California led Texas in the BCS and was poised for a deserved shot in the Rose Bowl until, at the last minute, the last night of college football — on a night when Cal faced a tough competitor in Southern Miss after a long trip across the country — some voters raised Texas above Cal. This came after two weeks of politicking by Texas coach Matt Brown. There were even reports that some ballots in Texas were submitted before the games were even done.
California passed on the opportunity to score a very late, meaningless touch down, and it’s likely that move had an impact on their drop in the polls. There is no longer any room for sportsmanship when a BCS bowl is on the line. A team competing for positioning in the BCS has no choice but to pummel its opponents.
The tie-ins the major bowls now have to conference championships has resulted in an 8-3 Pittburgh team playing undefeated Utah in the Fiesta Bowl, and a two loss Virgini ufabet เข้าสู่ระบบทางเข้าa Tech taking on undefeated Auburn in the Orange. Meanwhile, one loss Cal takes on 7-4 Texas Tech in the Holiday Bowl. Are these the best possible matchups that could have been put together?
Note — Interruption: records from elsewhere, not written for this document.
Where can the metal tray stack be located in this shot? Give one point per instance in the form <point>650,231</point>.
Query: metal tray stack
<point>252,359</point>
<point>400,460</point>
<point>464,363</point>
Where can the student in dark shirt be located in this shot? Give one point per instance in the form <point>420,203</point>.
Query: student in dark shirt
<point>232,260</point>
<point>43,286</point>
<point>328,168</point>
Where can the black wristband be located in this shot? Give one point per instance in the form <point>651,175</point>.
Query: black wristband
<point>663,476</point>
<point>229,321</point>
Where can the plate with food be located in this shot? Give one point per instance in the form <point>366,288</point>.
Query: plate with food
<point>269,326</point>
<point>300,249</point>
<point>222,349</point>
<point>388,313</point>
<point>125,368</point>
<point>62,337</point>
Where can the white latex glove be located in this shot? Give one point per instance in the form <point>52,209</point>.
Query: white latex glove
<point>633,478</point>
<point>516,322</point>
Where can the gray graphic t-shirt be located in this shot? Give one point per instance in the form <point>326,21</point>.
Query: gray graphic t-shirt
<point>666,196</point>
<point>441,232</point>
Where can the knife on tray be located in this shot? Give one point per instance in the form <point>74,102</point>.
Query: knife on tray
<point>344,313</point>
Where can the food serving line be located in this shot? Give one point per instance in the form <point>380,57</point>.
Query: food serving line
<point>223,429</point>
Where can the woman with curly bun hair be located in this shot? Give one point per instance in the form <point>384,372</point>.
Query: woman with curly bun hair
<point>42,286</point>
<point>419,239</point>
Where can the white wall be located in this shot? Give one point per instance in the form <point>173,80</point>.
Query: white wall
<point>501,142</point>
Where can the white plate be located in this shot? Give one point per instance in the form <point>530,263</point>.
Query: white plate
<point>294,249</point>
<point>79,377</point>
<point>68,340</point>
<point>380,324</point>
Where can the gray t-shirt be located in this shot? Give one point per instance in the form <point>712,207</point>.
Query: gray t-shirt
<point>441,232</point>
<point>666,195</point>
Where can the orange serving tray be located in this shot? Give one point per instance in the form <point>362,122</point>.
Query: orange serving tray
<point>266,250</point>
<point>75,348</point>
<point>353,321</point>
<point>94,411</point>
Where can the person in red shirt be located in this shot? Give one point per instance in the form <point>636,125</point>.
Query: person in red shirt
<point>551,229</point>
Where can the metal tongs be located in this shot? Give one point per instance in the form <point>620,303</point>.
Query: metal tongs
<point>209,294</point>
I don’t think the creators of the BCS envisioned what we have now. I really believe it was an attempt to have something better. But it’s time to admit that the system is a failure, and move on. The old system is better than what we have now. A playoff system is very feasible — given that it already exists in every sport except major college football — and would generate even more money than the current bowl system. The argument that it would take too much time away from the players’ schoolwork is rubbish. Will we ever know the true details of the conspiracy among the university presidents, the bowls, and any number of parties, to deny us an honest playoff system? I doubt it. But it is shameful that the presidents of the NCAA-member universities allow such a system, that encourages corruption and poor sportsmanship, to exist.